This Research paper by Sonali Chauhan*[1] examines the Ordinance making power of the president in India. Ordinances are primarily just laws that are passed by the President of India, in times of need and urgency, to combat unforeseen circumstances- like the current pandemic. These Ordinances have the same effect as an Act of Parliament. They enable the government… Read More »

This Research paper by Sonali Chauhan*[1] examines the Ordinance making power of the president in India. Ordinances are primarily just laws that are passed by the President of India, in times of need and urgency, to combat unforeseen circumstances- like the current pandemic. These Ordinances have the same effect as an Act of Parliament. They enable the government to take immediate legislative action in desperate times.

Article 123 of the Indian Constitution grants the President of India certain Lawmaking powers i.e. to Promulgate Ordinances when either of the two Houses of the Parliament is not in session which makes it impossible for a single House to pass and enact a law. Ordinances may relate to any subject that the parliament has the power to make law, and would be having the same limitations.

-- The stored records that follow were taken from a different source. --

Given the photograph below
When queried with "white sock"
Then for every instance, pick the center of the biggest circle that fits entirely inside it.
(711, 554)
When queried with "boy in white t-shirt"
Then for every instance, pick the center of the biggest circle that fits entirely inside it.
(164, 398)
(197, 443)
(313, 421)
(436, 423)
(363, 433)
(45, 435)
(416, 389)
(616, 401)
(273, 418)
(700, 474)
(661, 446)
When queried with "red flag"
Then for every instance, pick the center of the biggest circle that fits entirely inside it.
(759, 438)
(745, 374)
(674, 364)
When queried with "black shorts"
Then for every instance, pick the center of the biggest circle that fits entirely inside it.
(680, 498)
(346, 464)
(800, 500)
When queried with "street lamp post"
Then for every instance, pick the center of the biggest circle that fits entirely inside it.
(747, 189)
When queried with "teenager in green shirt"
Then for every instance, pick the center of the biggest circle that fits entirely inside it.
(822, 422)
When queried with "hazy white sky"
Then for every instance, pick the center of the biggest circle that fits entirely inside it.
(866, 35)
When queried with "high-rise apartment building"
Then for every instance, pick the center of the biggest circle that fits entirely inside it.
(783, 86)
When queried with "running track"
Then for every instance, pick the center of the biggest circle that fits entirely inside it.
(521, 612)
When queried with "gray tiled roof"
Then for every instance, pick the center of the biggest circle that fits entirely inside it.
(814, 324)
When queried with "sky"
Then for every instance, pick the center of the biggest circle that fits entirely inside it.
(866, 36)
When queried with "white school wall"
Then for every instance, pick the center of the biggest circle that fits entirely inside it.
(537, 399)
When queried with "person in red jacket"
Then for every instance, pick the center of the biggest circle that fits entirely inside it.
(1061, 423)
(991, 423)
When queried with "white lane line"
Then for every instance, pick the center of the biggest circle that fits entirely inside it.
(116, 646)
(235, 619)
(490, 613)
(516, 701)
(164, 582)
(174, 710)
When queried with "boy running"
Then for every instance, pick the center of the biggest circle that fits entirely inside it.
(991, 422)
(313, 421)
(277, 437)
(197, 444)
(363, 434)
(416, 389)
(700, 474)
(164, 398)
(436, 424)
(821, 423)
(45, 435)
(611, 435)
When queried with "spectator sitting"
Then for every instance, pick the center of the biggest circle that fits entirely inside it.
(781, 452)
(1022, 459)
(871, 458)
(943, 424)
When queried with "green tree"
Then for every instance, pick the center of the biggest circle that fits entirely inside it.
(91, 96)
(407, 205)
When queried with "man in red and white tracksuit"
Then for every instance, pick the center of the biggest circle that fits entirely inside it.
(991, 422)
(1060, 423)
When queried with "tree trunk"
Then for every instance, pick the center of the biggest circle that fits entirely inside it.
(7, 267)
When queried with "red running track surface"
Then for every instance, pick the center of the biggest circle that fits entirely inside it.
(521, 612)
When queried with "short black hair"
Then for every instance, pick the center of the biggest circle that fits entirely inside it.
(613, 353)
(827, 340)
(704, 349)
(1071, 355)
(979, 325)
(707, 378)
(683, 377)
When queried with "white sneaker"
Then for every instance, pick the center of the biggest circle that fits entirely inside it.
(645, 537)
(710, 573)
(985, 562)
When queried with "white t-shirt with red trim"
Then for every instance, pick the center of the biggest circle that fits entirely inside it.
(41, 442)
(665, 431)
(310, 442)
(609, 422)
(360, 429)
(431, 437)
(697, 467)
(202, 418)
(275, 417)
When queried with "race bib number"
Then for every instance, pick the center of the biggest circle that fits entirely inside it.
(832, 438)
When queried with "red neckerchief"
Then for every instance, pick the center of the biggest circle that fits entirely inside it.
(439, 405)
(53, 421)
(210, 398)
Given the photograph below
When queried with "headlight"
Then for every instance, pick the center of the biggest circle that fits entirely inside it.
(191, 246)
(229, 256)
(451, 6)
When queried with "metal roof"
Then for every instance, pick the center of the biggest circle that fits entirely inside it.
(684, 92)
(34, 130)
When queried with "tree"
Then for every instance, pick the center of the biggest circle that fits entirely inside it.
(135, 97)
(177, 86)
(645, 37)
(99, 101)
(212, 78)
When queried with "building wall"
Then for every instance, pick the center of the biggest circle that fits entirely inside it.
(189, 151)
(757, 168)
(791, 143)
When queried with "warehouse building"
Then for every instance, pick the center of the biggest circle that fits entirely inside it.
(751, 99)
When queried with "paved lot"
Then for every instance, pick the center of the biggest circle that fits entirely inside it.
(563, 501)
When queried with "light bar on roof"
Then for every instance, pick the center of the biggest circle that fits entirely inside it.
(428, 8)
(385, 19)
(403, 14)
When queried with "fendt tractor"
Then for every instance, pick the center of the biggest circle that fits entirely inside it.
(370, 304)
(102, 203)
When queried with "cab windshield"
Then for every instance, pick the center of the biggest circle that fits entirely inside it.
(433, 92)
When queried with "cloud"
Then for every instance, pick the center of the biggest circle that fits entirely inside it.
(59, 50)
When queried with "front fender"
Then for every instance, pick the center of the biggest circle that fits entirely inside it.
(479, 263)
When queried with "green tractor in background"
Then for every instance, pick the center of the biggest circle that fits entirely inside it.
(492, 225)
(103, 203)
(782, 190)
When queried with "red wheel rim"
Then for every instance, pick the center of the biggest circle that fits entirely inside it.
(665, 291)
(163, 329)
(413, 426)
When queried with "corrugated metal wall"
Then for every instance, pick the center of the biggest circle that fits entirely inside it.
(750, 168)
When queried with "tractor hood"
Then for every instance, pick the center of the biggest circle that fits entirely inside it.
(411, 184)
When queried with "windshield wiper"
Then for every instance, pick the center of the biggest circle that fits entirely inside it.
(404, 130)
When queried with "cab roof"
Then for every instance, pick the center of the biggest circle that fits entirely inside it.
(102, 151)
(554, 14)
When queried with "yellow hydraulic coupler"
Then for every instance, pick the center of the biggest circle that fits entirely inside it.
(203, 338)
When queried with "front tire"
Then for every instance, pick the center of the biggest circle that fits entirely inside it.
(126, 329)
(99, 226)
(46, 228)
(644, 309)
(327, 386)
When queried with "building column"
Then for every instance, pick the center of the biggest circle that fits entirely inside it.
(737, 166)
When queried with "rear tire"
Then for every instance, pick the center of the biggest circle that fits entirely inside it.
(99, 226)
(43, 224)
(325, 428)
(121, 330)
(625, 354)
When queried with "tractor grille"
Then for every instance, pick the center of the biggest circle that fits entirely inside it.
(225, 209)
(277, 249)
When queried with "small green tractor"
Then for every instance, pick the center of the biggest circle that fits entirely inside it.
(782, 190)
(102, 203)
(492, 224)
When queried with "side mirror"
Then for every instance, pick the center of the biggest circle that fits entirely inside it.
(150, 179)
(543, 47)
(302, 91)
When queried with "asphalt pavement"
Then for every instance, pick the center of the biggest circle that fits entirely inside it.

When can the president promulgate an ordinance:-

  • When the legislature is not in session: the President can only promulgate when either of the House of Parliament is not in session.
  • Immediate action is needed: the President though has the power of promulgating the ordinances but the same cannot be done unless he is satisfied that there are circumstances that require him to take immediate action.
  • Parliament should approve: after the ordinance has been passed it is required to be Approved by the parliament within six weeks of reassembling. The same will cease to operate if disapproved by either House.

The President may withdraw an ordinance at any time. However, he exercises his power with the consent of the Council of Ministers headed by the Prime Minister. The Ordinances may have retrospective effect and may modify or repeal any act of parliament or other ordinances. It may be used to amend a tax law but it can never amend the Constitution.[2]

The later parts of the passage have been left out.